How to Cite in APA Style

The APA in APA style stands for American Psychological Association.  Although the American Psychological Association created it, it is a citation style widely used in all of the sciences.  Do not let the fact that APA style is used for science intimidate you.  The fact is, it isn’t that much different than MLA style.

APA style and MLA style are fraternal twins.  Although they are not identical to one another, they are so similar that it’s possible to get confused between them if you’re not careful.  They use the exact same information but since they prioritize different things, they arrange that information in a different order. 

It’s important to note that APA  style asks for a title page, a running head across the top of all pages, and an abstract page.  If you are typing up a paper that requires those sections, please see Purdue’s Online Writing Lab’s reference guide for formatting your essay correctly.  This blog post will only focus on how to construct the citations you will use in your paper using the 6th edition of the APA Style Guide.

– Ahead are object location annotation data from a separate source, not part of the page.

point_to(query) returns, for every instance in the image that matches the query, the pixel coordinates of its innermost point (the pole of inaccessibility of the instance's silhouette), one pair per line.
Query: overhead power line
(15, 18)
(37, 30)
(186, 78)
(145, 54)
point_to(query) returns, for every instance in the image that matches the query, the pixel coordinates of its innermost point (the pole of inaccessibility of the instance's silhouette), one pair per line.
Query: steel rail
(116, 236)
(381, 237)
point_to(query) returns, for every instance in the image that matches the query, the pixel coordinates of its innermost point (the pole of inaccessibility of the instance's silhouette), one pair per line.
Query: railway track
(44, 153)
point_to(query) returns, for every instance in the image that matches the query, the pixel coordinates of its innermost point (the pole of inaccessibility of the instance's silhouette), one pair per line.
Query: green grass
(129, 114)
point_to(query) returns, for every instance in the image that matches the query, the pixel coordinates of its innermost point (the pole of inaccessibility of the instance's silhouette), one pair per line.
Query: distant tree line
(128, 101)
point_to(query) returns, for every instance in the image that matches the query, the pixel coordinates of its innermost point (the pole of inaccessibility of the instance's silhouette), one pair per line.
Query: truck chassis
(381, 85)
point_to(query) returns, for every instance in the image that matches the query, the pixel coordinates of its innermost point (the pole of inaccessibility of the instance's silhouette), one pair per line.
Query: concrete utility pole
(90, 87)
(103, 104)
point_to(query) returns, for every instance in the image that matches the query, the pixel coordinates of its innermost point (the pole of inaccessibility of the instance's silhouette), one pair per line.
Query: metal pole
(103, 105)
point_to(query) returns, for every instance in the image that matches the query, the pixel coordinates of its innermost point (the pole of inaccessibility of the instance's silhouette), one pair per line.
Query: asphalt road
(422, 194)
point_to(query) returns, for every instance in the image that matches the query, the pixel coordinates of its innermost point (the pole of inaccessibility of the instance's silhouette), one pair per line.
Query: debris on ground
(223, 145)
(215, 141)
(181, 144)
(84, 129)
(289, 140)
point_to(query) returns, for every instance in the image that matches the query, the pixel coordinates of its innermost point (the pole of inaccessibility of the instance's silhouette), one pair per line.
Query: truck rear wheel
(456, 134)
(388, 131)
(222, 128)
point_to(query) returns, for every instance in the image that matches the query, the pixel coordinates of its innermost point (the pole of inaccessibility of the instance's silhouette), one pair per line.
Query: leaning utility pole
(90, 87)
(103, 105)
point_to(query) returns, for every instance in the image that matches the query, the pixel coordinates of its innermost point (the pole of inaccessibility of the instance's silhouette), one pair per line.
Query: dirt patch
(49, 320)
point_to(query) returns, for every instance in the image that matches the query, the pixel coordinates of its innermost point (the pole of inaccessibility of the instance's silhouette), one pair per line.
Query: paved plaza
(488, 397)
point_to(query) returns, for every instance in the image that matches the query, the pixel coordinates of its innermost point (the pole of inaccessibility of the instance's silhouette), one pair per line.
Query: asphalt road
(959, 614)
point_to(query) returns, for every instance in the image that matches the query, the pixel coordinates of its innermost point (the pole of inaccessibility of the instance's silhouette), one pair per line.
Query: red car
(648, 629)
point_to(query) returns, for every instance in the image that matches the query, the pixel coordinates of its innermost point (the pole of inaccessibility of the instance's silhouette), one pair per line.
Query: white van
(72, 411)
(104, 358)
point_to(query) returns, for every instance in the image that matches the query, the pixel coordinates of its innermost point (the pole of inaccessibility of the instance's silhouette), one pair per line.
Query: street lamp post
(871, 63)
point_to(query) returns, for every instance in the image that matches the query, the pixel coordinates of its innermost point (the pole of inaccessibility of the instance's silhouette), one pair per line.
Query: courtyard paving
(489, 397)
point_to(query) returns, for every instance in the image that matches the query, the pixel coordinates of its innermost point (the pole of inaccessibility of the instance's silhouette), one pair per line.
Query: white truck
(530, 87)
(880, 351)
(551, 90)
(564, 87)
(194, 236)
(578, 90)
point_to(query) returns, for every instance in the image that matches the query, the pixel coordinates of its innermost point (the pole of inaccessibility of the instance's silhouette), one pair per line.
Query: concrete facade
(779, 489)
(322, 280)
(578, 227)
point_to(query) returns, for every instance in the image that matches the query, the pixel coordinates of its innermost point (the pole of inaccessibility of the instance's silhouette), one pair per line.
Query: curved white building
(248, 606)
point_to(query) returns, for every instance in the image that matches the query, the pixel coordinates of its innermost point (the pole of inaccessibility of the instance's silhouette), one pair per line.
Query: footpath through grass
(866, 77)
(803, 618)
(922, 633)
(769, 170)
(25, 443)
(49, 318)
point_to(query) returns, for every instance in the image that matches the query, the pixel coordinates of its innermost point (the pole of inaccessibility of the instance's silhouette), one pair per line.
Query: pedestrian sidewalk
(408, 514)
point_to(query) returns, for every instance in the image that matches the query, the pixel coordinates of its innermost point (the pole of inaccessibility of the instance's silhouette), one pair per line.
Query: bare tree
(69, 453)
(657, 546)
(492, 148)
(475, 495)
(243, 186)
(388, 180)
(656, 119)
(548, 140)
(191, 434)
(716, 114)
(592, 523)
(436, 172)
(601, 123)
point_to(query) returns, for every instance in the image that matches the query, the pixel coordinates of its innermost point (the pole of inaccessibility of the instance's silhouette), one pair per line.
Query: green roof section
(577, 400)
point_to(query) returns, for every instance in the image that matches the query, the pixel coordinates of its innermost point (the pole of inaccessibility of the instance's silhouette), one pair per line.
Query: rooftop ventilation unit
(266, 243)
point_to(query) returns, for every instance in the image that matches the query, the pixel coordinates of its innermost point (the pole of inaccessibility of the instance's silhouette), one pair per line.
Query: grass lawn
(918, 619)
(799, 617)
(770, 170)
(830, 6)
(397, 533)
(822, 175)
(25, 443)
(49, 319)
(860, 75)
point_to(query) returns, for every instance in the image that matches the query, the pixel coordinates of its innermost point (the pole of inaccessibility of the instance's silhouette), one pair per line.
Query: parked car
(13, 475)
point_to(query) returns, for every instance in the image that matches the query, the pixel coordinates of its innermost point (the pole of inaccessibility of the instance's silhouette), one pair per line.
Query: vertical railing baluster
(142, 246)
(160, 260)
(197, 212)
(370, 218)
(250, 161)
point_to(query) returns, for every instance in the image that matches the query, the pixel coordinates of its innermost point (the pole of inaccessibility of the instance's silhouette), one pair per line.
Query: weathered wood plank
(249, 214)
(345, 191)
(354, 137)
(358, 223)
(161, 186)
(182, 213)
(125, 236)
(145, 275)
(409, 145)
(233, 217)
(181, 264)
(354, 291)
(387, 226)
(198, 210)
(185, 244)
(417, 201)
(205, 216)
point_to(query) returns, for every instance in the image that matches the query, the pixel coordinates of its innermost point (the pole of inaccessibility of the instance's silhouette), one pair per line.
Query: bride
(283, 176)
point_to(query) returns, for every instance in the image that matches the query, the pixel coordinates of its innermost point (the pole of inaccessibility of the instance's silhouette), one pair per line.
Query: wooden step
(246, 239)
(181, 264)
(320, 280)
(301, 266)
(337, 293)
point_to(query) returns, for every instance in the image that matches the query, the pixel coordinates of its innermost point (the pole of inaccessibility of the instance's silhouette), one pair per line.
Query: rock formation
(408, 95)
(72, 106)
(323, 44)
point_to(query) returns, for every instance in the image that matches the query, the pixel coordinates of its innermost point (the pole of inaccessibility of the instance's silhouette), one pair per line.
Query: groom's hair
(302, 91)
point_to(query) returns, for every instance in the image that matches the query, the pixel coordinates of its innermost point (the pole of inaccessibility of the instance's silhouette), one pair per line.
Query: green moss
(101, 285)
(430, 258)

There are only 3 components to a citation style:

  • References page (known as the Works Cited page in MLA style)
  • Parenthetical citations
  • Notes (either footnotes or endnotes)

You may think that these components are arranged in the wrong order as the References page doesn’t actually appear until the very end of a paper, but you can’t build a parenthetical citation without the References page (indeed, a parenthetical citation is meaningless without its corresponding entry in the References page).  If you practice starting your References page as soon as you begin writing your papers, after a while it will feel more natural than leaving it until the end and you’ll thank yourself when you see how much more quickly you get your essays finished.

If you’re confused as to what a citation style is, please see my post “Citation Styles: A Primer.” When you’re comfortable with the what and why of APA style, come back to learn the how. There are only 3 components, remember, so you only have to learn how to execute each and you’re set to start citing scientific research!

APA Style References Page Entry

There are several pieces of information you will need in order to construct the References entry, so make sure you jot them down when doing your research so that you won’t have to hunt them down later.

  • the author’s full name
  • the title of the article and/or book, newspaper, journal, etc.
  • the date of publication of the source you are citing
  • the place of publication (if your source is a in print)
  • the name of the publisher
  • the page numbers of the article or book (if your source is  in print)
  • the volume and issue number (if your source is a magazine or journal)
  • the URL of the source (if your source is online)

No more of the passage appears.